My dinner companions included a film director, a publisher, a poet/ cartoonist, and an environmentalist. They laughed at the notion that there were no gangsters, and some shook their heads at claims that the haze was just bad weather. Overall, they felt living standards were improving. Cultural development might be slower than material development, “but this is a city of the future,” said Li Gong, the poet/cartoonist.
“Compared with ten years ago, the air quality is better. But compare it with other cities in China or other countries and we are still far behind,” said Wu Dengming, an environmental activist who founded the Green Volunteer League and helped expose the illegal chemical emissions by local factories and pollution buildup behind the Three Gorges Dam.

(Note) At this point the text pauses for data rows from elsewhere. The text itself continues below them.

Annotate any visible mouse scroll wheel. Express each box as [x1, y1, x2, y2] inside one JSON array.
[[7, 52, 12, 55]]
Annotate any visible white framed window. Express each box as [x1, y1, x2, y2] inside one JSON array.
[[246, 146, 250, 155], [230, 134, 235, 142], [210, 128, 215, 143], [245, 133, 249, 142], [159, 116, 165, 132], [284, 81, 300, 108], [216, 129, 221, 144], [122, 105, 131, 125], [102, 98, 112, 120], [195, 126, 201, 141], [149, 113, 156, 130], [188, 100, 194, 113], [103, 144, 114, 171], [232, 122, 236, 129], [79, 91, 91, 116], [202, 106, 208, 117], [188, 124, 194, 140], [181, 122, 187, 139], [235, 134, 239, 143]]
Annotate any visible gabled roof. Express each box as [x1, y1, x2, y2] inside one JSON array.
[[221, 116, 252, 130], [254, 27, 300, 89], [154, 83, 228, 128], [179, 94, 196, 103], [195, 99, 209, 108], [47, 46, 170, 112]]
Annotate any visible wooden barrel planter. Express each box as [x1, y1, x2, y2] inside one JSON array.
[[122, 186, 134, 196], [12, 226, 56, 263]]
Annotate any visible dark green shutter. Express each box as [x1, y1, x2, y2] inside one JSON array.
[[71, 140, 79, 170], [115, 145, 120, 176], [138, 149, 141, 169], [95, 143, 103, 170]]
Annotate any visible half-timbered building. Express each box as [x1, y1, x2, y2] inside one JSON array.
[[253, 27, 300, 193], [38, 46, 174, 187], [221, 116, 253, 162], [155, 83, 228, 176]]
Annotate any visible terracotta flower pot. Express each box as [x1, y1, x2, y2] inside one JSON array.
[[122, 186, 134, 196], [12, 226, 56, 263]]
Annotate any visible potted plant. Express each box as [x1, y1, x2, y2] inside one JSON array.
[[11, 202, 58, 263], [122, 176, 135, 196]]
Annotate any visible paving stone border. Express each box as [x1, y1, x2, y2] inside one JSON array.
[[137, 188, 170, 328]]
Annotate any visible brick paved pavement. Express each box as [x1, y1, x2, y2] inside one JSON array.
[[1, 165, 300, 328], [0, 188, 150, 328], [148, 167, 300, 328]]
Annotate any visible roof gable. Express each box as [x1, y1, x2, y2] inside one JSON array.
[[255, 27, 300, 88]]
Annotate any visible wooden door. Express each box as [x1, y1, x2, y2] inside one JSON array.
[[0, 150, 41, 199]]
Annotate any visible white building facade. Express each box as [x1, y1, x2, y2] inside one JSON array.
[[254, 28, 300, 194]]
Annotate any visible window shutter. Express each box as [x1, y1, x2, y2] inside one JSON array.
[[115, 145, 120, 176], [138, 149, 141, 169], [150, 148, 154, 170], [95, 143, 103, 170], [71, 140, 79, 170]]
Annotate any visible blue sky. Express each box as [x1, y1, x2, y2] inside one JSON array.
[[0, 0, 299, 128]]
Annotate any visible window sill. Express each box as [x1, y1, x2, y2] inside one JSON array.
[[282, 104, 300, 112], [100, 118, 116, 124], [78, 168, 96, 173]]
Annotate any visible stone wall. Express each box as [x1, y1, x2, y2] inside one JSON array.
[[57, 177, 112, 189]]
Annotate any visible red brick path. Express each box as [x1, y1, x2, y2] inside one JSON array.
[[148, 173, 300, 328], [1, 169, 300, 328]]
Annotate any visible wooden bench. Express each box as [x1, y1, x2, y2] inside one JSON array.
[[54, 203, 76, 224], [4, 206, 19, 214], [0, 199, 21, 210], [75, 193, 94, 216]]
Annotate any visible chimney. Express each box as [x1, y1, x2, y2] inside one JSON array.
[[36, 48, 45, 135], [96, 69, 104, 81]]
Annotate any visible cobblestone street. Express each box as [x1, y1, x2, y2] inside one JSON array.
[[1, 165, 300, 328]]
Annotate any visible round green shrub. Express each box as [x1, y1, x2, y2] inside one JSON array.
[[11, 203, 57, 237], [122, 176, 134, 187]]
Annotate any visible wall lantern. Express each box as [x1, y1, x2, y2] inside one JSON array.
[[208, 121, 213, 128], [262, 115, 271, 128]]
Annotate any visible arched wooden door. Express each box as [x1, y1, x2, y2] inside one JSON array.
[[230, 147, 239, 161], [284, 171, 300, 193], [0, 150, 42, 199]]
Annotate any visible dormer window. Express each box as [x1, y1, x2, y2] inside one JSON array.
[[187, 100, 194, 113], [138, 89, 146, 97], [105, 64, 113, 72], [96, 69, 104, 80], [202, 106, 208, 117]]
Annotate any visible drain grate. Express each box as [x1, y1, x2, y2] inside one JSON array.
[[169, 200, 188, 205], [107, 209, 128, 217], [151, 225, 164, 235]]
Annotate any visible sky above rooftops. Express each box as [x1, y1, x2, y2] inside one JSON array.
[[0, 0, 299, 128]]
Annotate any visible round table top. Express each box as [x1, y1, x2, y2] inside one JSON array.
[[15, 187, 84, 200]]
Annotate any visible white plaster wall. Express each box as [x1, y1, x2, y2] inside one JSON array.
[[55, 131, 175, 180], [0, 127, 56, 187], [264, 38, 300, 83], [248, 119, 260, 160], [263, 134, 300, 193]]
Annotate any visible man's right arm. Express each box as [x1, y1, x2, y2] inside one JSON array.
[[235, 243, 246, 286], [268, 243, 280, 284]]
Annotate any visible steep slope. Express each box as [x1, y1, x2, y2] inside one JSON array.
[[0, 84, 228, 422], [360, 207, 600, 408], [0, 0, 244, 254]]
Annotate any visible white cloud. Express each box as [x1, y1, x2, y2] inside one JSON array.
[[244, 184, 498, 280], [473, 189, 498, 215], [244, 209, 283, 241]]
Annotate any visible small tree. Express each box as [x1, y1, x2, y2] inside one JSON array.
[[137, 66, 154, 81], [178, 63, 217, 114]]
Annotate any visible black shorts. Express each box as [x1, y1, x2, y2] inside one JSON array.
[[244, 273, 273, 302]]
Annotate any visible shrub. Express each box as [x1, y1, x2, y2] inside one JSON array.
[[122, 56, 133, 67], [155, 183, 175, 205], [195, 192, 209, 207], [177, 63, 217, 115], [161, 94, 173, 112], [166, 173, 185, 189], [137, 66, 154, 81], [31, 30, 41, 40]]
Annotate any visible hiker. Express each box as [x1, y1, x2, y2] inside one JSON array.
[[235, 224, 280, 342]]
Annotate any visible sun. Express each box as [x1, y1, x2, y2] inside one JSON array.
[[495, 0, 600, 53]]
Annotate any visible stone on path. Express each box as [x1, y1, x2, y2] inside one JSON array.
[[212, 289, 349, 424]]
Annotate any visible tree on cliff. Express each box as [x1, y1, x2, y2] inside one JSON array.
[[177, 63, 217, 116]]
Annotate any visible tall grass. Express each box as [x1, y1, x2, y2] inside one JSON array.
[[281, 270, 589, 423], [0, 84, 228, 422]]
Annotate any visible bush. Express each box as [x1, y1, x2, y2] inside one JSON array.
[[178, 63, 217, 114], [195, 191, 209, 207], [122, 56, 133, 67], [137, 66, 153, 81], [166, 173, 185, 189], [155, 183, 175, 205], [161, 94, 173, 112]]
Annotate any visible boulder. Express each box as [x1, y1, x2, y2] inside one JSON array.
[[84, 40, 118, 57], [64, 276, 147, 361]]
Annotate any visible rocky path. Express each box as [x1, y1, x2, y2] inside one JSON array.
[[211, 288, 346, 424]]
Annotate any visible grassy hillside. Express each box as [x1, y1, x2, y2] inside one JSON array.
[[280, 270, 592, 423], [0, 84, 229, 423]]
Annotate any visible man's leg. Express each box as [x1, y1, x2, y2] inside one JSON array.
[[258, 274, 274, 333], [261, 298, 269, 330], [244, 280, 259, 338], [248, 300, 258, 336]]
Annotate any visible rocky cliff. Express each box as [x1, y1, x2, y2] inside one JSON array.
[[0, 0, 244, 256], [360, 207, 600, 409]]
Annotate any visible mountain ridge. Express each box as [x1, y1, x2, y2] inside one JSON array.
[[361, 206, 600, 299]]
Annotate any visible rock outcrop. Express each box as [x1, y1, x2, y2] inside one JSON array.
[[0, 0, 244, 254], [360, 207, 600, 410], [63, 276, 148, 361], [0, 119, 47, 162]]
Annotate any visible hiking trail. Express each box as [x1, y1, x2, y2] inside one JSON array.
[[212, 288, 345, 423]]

Zeng Lei, a documentary filmmaker who spent seven years recording the lives of Chongqing’s poorest residents, related unhappy anecdotes of urban life: the bangbang man who burst into tears when he returned to his home village for the first time in three years; the housewife who felt so neglected by her family that she hired a team of bangbang men to carry banners through the city celebrating her birthday.
Song Wei, a publisher, noted that the evident problems—pollution, loss of heritage, inequality, and crime—were not confined to Chongqing: “We could be talking about almost any city in China.”
The similarity of China’s cities was a legacy of Stalinist state planning and a sign that aesthetics and heritage preservation were low priorities. During the Mao era, much of the nation’s building stock was hastily thrown up according to a tiny handful of designs. 25The economic reform period was barely any better. Although there was more variety, the rushed spirit of that age meant the quality of design and construction were often awful. At the county level, this created a tatty and tedious urban landscape of almost identical rectangular structures decorated with the same white tiles and tinted windows. As China became wealthier, cities looked to international architects for inspiration, but that often meant urban landscapes came to resemble those overseas rather than having their own distinct identity. Qiu Baoxing, the vice minister of construction, said the damage done to the nation’s architectural heritage was similar to that inflicted during the Cultural Revolution. “Many cities have a similar construction style. It is like a thousand cities having the same appearance,” 26he complained.